10. A criminalidade organizada se desenvolve através de um processo de interação pela desorganização social e a debilidade do poder legal e político, com sólidos vínculos pontuais ou sistêmicos com os poderes públicos. Constitui um grupo solidário de interesses interdependentes de seus integrantes unidos pelos mesmos objetivos, através de práticas complexas e sofisticadas para a realização e manutenção de finalidades ilícitas. As debilidades estruturais e formais de nosso sistema jurídico não podem ser resolvidas em curto prazo por meio de modelos mágicos e midiáticos de combate em lampejos narcisistas, que só geram frustrações na massa social, diante de iniquidades instrumentadas na produção legislativa de emergência com a real violação dos direitos e garantias fundamentais, retroalimentando a ilusão quixotesca de reformas visando o bem comum. A desconstrução da credibilidade do governo com reflexos na administração pública traduz-se pela recente crise resultado de questões políticas com a ruptura do teto de gastos, mecanismo adotado desde 2016 para garantir a saúde fiscal, bem como a PEC do calote dos precatórios que abala o pilar da Lei de Responsabilidade Fiscal (LRF) ao omitir a fonte de receita, sob o argumento de “abrir espaço fiscal” para financiar programa social emergencial. Igualmente, o uso de dinheiro público deve ser transparente em respeito ao princípio da confiança e da democracia, inadmitido relativização. As pessoas praticam atos que dificilmente passariam no teste do calculável ou racional, que demonstra a progressiva destruição da ética em diversas e inimagináveis roupagens.
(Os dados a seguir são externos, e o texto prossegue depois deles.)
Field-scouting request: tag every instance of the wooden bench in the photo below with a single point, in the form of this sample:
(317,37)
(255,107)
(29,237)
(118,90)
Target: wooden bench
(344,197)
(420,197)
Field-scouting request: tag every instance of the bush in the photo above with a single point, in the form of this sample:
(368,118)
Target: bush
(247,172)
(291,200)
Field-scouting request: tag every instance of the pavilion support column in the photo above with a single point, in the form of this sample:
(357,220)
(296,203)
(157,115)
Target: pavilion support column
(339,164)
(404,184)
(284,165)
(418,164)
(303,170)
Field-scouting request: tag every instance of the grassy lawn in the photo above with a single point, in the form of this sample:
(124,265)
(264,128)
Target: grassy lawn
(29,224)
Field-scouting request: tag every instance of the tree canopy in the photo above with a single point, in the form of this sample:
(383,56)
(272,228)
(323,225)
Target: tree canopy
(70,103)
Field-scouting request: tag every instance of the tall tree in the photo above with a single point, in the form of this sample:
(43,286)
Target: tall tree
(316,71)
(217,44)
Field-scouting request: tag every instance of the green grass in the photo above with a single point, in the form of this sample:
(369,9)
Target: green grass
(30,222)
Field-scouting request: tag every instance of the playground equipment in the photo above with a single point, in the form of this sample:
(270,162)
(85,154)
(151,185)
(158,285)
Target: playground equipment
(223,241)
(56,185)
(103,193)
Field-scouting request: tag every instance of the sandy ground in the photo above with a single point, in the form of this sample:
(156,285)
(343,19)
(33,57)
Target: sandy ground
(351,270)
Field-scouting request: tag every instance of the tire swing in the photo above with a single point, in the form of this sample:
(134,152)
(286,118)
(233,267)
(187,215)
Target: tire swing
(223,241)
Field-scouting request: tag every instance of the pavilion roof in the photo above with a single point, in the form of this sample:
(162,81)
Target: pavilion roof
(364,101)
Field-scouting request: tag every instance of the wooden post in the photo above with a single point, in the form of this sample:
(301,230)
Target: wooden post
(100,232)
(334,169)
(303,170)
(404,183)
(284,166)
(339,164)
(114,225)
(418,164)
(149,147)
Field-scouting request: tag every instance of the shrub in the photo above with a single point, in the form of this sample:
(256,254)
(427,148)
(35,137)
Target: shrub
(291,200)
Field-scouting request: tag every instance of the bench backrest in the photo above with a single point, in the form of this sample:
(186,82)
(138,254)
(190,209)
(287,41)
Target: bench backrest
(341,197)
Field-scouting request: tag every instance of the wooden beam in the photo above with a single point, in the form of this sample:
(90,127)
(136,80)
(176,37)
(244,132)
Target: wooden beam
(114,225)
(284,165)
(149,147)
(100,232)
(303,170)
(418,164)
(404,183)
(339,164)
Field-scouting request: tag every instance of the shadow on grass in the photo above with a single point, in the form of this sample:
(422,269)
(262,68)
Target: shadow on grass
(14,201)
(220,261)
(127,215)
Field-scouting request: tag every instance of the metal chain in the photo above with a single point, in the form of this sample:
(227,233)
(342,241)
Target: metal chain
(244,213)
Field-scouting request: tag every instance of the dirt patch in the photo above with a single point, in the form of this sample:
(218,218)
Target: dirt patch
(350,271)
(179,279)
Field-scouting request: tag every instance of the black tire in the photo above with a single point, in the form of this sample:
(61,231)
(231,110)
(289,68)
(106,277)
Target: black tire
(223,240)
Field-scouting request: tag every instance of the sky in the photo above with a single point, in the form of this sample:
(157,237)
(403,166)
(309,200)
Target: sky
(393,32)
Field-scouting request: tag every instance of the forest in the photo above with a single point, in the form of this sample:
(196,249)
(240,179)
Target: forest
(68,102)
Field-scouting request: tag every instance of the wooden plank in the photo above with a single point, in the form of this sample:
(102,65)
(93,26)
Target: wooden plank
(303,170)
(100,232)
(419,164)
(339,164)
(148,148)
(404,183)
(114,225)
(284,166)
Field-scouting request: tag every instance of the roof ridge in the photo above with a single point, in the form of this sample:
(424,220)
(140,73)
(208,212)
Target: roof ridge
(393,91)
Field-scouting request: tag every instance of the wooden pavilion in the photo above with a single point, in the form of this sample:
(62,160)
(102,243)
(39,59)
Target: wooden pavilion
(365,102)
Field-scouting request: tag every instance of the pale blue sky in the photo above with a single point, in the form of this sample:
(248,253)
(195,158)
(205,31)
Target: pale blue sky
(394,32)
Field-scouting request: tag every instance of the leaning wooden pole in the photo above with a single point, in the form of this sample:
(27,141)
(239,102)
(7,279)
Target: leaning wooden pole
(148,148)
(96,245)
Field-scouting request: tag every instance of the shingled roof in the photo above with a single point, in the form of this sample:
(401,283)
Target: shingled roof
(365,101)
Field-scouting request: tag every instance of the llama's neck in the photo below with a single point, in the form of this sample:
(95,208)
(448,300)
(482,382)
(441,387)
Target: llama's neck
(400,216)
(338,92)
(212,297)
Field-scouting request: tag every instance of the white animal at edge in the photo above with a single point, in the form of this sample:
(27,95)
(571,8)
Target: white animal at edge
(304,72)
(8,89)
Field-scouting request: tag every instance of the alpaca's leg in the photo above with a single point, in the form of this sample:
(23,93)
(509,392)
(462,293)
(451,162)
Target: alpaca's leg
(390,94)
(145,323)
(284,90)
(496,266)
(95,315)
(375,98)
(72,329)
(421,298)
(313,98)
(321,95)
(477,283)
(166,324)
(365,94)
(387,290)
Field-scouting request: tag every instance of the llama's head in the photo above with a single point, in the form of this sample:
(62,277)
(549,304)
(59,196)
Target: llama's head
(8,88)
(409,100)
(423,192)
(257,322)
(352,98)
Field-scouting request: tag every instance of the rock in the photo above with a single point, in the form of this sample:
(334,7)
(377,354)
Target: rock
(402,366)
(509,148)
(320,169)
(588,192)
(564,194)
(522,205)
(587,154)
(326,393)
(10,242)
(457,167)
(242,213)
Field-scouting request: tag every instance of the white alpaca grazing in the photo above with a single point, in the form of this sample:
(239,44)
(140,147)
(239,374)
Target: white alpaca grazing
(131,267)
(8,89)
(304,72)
11. Há um movimento oportunista, defendendo penas inoculadoras ou exemplificadoras, que por seu caráter negativo são consideradas desumanas e degradantes e, portanto, inconstitucionais. Na perspectiva formal e executiva a humanidade ou respeito pela dignidade humana deve também estar presente na execução das próprias penas, o que significa estabelecimentos penitenciários com estrutura e funcionamento adequados ao perfil do encarcerado para atingir seu objetivo finalístico. Não se admite na execução da pena a imposição de sofrimentos de especial intensidade ou que provoquem uma humilhação ou sensação de aviltamento. Destaca-se o princípio da proporcionalidade ou proibição do excesso. Todos os atos delitivos devem ser punidos com uma resposta estatal justa, oportuna e proporcional a gravidade da ação singularmente considerada. Em um Estado Democrático de Direito há restrição no âmbito legiferante das leis penais. Baratta sustenta que o ponto vital da orientação minimizadora se radica na injustiça e inutilidade da pena, cuja função seria a reprodução das regras de domínio já existentes recaindo sobre os decaídos. Busca desenvolver uma teoria da minimização da intervenção tomando como ponto de referência os direitos humanos e acredita em uma visão conflitiva de nosso modelo social. Sua proposta não coincide com Ferrajoli, sobre o Direito Penal mínimo, que denomina de garantista, cognitivo ou de estrita legalidade. O minimalismo tem sido associado às posturas defendidas pela denominada Escola de Frankfurt do Direito Penal, prevendo sua restrição a um Direito Penal básico que tenha por objeto as condutas atentatórias à vida, à saúde, à liberdade e à propriedade, com manutenção das máximas garantias na lei, na imputação da responsabilidade e no processo. Surge sob tal ótica a evolução do Direito Penal oficial como uma cruzada contra o mal, desprovida de mínima fundamentação racional. O incremento essencial de valor diante da evolução sociocultural (patrimônio histórico-artístico), a defesa de bens coletivos e interesses difusos mostram um espaço razoável de expansão do Direito Penal.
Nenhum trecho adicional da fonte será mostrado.